ANALYSIS | Delia’s second act: Reinvention or déjà vu?
I interviewed Adrian Delia as he vies for the Nationalist Party leadership. This is what I learnt about him.

It’s 2025, and watching Adrian Delia step forward once again in a Nationalist Party leadership contest feels almost surreal.
Some might call it perseverance, others would call it delusional.
Back in 2020, Delia lost the support of his parliamentary group, the party executive, and ultimately a leadership election to Bernard Grech. He was unceremoniously ousted from the PN’s top post. So, seeing him once again in the hot seat for a leadership race interview with MaltaToday, inevitably brings back memories of those hot, sticky summer evenings spent outside Dar Ċentrali, waiting endlessly for a half-comment from MPs.
But the key question is: Has Adrian Delia truly grown as a political figure, or is it simply that Bernard Grech’s failures now cast him in a more favourable light?
Pressed on how he intends to lead MPs, who once played a pivotal role in his downfall, Delia insists the hatchet has long been buried. In fact, he claims some were among the first to back his return. That makes for a tidy narrative during a leadership campaign, but one must ask whether Delia can genuinely unify the parliamentary group when faced with the relentless machine of the Labour Party.

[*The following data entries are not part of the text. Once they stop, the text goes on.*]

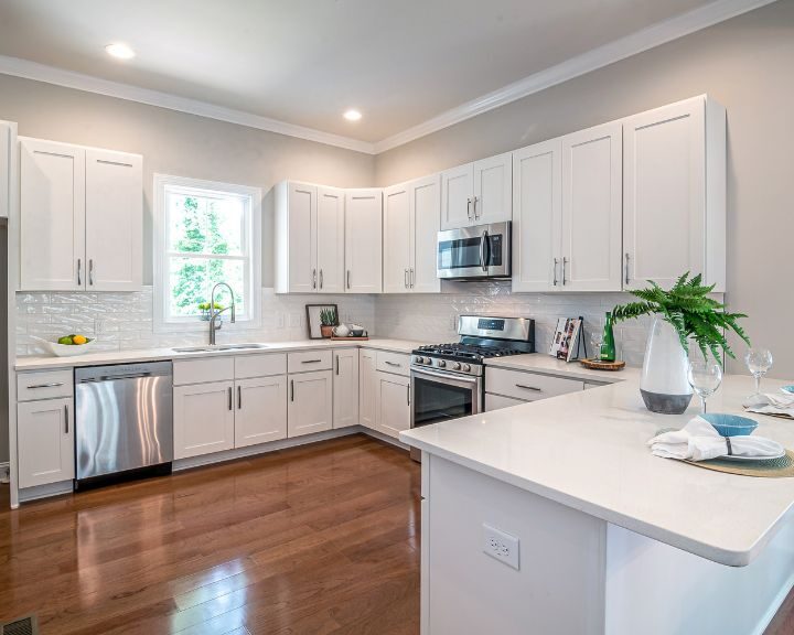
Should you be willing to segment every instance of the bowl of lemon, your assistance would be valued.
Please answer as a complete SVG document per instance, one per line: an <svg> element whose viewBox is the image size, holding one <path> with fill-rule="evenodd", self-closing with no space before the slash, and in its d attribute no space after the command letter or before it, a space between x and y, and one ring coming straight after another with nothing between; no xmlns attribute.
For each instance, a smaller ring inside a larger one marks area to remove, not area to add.
<svg viewBox="0 0 794 635"><path fill-rule="evenodd" d="M58 337L57 341L51 342L50 340L42 340L41 337L34 337L41 342L44 347L56 355L57 357L75 357L77 355L85 355L90 353L96 344L96 340L81 335L79 333L72 333Z"/></svg>

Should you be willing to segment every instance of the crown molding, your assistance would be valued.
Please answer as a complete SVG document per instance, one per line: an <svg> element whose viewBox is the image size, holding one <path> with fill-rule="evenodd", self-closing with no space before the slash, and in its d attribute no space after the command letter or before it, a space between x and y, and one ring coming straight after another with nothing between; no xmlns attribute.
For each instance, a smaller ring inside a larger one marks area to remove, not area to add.
<svg viewBox="0 0 794 635"><path fill-rule="evenodd" d="M701 29L712 26L713 24L775 1L776 0L717 0L716 2L705 4L687 13L670 18L669 20L642 29L631 35L571 57L556 66L539 71L534 75L518 79L503 88L498 88L455 108L451 108L418 126L383 139L375 143L375 154L380 154L398 146L404 146L405 143L437 132L443 128L449 128L450 126L498 108L500 106L511 104L512 101L539 93L557 84L562 84L568 79L573 79L586 73L609 66L610 64L620 62L648 49L672 42L678 37L689 35Z"/></svg>
<svg viewBox="0 0 794 635"><path fill-rule="evenodd" d="M247 126L248 128L257 128L258 130L297 137L299 139L325 143L326 146L335 146L336 148L344 148L366 154L375 153L375 144L367 141L360 141L357 139L351 139L350 137L342 137L341 134L332 134L331 132L323 132L322 130L315 130L304 126L296 126L294 123L253 115L243 110L224 108L223 106L198 101L197 99L178 97L176 95L161 93L160 90L150 90L129 84L101 79L99 77L65 71L19 57L0 55L0 74L34 79L46 84L55 84L66 88L96 93L107 97L137 101L159 108L168 108L169 110L178 110L180 112L197 115L198 117L207 117L210 119Z"/></svg>

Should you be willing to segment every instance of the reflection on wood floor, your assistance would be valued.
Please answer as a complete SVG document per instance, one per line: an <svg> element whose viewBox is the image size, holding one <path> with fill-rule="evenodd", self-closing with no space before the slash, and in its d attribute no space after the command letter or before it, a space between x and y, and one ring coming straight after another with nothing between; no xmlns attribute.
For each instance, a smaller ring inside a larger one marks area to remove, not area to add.
<svg viewBox="0 0 794 635"><path fill-rule="evenodd" d="M0 505L0 621L43 635L419 633L419 466L360 434Z"/></svg>

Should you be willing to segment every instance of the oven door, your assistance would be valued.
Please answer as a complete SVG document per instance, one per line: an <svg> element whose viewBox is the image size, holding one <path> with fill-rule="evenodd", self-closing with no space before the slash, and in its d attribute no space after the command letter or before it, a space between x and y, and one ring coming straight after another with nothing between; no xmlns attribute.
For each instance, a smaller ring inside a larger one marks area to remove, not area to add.
<svg viewBox="0 0 794 635"><path fill-rule="evenodd" d="M411 428L482 412L482 377L411 368ZM411 459L421 452L411 449Z"/></svg>
<svg viewBox="0 0 794 635"><path fill-rule="evenodd" d="M439 232L437 273L446 279L508 278L511 223Z"/></svg>

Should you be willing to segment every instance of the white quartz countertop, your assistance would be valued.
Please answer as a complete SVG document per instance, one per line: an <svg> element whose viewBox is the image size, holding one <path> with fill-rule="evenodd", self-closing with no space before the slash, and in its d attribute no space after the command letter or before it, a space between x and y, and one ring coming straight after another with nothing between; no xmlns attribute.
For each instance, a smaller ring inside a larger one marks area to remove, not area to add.
<svg viewBox="0 0 794 635"><path fill-rule="evenodd" d="M76 357L51 357L36 355L18 357L15 368L17 370L47 370L51 368L74 368L77 366L99 366L104 364L137 364L140 362L194 359L198 357L217 357L223 355L261 355L267 353L289 353L290 351L342 348L346 346L377 348L379 351L390 351L393 353L410 353L414 348L420 346L421 342L372 338L365 341L356 340L352 342L344 342L340 340L301 340L298 342L261 342L260 344L267 345L267 348L200 351L195 353L178 353L173 348L144 348L139 351L107 351L101 353L87 353Z"/></svg>
<svg viewBox="0 0 794 635"><path fill-rule="evenodd" d="M526 363L545 363L536 357ZM518 357L504 363L516 364ZM684 415L656 415L642 402L636 370L624 377L412 429L401 432L400 441L709 560L734 567L752 562L794 514L787 514L794 478L725 474L653 456L646 441L659 429L682 428L697 415L698 400ZM763 388L782 385L766 379ZM752 378L727 376L709 410L742 413L741 401L752 389ZM794 449L794 421L749 416L759 422L755 434Z"/></svg>

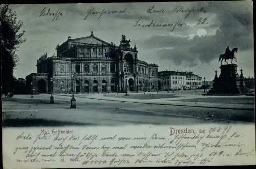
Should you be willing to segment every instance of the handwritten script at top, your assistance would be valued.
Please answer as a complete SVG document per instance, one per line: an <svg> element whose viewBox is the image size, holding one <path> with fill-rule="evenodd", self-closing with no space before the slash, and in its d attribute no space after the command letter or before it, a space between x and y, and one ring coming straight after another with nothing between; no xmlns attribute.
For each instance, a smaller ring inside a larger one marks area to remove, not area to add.
<svg viewBox="0 0 256 169"><path fill-rule="evenodd" d="M76 135L72 132L51 134L42 131L35 135L24 131L16 136L19 143L12 150L15 162L73 162L99 167L200 165L223 158L254 155L255 151L244 149L245 135L231 126L212 127L205 133L170 136L154 133L129 137L122 134Z"/></svg>
<svg viewBox="0 0 256 169"><path fill-rule="evenodd" d="M52 17L53 21L56 21L60 17L63 17L65 16L70 14L63 12L64 11L64 10L61 9L54 10L50 8L44 7L41 11L39 16L51 17ZM93 16L96 17L96 18L92 18L94 19L99 19L102 18L103 16L112 16L112 18L115 19L115 16L116 16L117 15L119 15L119 16L120 15L126 15L125 16L121 18L127 18L136 20L135 24L132 25L134 27L166 28L169 29L171 32L173 31L175 29L187 25L187 18L194 14L199 13L203 14L201 15L200 17L198 17L198 18L196 19L197 19L196 20L196 25L206 25L208 24L208 17L204 15L206 13L206 11L203 6L199 8L192 7L187 8L185 8L182 5L176 7L171 6L164 8L159 8L155 5L152 5L145 8L145 10L141 9L139 11L132 11L132 9L129 9L127 8L111 9L110 8L100 8L91 6L87 9L84 9L84 11L80 11L80 13L82 13L83 12L84 13L84 15L82 14L83 20L88 20L89 17ZM135 13L136 14L135 15L133 15ZM146 20L143 20L142 16L145 16L144 14L145 13L146 13L146 15L148 16L148 18ZM151 18L151 16L153 15L156 16L157 15L159 15L165 14L167 14L165 15L165 18L168 18L167 20L168 20L168 22L163 23L158 20L157 19L156 19L156 17L155 17L154 19L150 19ZM179 19L173 19L174 14L181 15L181 17L179 17ZM131 15L132 18L129 17L130 15ZM137 18L136 18L135 16L137 16ZM169 19L170 19L170 21L169 20ZM190 24L191 25L191 23Z"/></svg>

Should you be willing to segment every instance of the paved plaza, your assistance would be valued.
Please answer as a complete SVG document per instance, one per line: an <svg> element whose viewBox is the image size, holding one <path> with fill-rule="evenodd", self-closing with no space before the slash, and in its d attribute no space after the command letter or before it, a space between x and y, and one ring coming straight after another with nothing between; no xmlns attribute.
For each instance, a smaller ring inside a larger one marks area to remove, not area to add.
<svg viewBox="0 0 256 169"><path fill-rule="evenodd" d="M4 127L128 124L185 125L252 123L254 96L205 96L198 93L146 92L15 95L2 101Z"/></svg>

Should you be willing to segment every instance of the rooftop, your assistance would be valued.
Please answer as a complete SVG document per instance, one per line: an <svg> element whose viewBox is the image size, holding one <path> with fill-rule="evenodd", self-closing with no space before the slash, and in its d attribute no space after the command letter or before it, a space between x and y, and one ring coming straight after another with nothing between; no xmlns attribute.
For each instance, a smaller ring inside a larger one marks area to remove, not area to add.
<svg viewBox="0 0 256 169"><path fill-rule="evenodd" d="M195 74L192 72L179 72L179 71L168 71L165 70L163 71L158 72L158 76L184 76L188 77L189 76L196 76L198 78L202 78L199 76Z"/></svg>

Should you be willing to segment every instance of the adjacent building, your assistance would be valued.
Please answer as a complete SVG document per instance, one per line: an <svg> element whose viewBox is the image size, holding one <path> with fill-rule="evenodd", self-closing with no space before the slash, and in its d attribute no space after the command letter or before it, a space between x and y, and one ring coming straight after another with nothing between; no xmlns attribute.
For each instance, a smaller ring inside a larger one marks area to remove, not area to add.
<svg viewBox="0 0 256 169"><path fill-rule="evenodd" d="M123 92L160 88L158 66L140 60L136 45L125 35L119 46L96 36L67 40L56 47L57 55L37 60L37 73L26 78L33 93Z"/></svg>
<svg viewBox="0 0 256 169"><path fill-rule="evenodd" d="M158 72L163 90L188 90L201 87L202 78L191 72L164 71Z"/></svg>

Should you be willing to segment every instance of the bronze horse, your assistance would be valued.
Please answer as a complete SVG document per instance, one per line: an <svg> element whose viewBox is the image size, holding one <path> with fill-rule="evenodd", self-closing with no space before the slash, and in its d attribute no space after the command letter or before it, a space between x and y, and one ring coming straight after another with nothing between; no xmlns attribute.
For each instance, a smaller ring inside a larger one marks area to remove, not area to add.
<svg viewBox="0 0 256 169"><path fill-rule="evenodd" d="M230 52L229 53L229 55L227 55L226 53L225 54L222 54L220 55L220 57L219 57L219 62L221 59L221 64L222 65L222 61L223 59L225 59L225 62L226 62L227 64L228 64L227 62L226 61L227 59L231 59L231 63L232 64L233 63L233 59L236 59L236 62L237 62L237 58L234 57L234 53L237 53L238 52L238 48L237 47L236 47L232 50L232 51Z"/></svg>

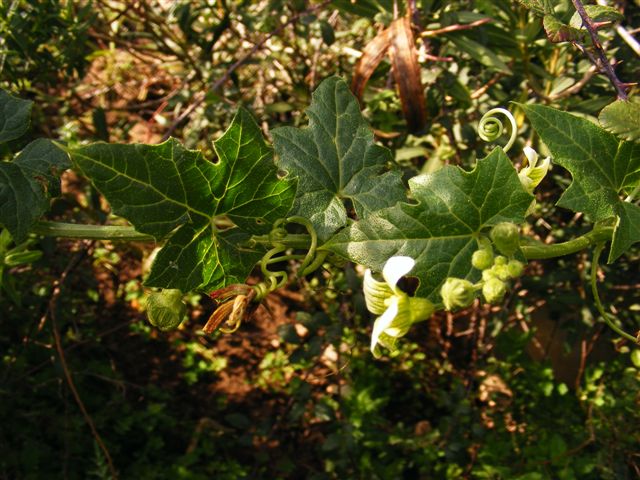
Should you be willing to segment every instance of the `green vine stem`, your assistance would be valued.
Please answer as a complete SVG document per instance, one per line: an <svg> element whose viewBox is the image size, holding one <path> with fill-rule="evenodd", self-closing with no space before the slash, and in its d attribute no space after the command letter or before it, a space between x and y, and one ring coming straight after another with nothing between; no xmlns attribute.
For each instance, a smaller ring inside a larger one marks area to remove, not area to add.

Labour already has a well-worn playbook for taking on Delia—one that’s proved effective in the past. That’s where Alex Borg arguably holds an advantage. The Gozitan MP is younger, untested by Labour, and free from baggage.

Yet, in his attempts to showcase renewed unity, Delia risks alienating one of his staunchest allies—Alex Borg himself. As he did in other interviews, Delia told me without hesitation that an agreement between the two had been broken.
Nonetheless, I found Delia to be unrestrained in his praise for Borg and his potential, particularly as a Gozitan leader. But should Delia reclaim the party helm, he will need to tread carefully in deciding how to deploy one of the PN’s few bright stars in what is fast becoming an ever-dimming Nationalist sky.
His predecessor, it’s worth recalling, stumbled when faced with a similar dilemma in Roberta Metsola. Under mounting pressure, he eventually faced a barrage of questions over whether she would take his place.
On Metsola, Delia insists he does not see himself as a mere placeholder. “It’s not in my character,” he told me when I pressed on the matter. He added it would be wrong for anyone to enter the leadership race with such a mindset. But Delia’s biggest challenge in the short term lies in the PN’s sense of purpose.
For a leadership candidate to say that the party’s vision will be shaped after a “convention” is puzzling to me, especially given that we’re talking about a party with nearly a century of history and less than two years away from a general election.
One would expect a prospective leader to come in with bold ideas, setting the agenda from the outset, rather than deferring direction to a drawn-out gathering of what could be the usual suspects.
It’s all well and good to talk about a “mosaic of people and ideologies”, but when it comes to taking clear, principled stances on ethical and controversial issues, the PN has often been inconsistent, and it has paid the price for it. This ambiguity contrasts with Delia’s clear and determined response when I asked him where he stood on euthanasia if government’s proposal is tabled as a bill—he will vote against.
Delia’s clarity will have to be reconciled with the PN’s ambiguity, which more often than not has played directly into Labour’s hands.
In the end, I feel Adrian Delia 2.0 is a more polished and composed version of his former self. But whether the skeletons in his closet have truly turned to dust, or whether his real problems are only just beginning, is a question that only his party, his MPs, and ultimately the electorate can answer.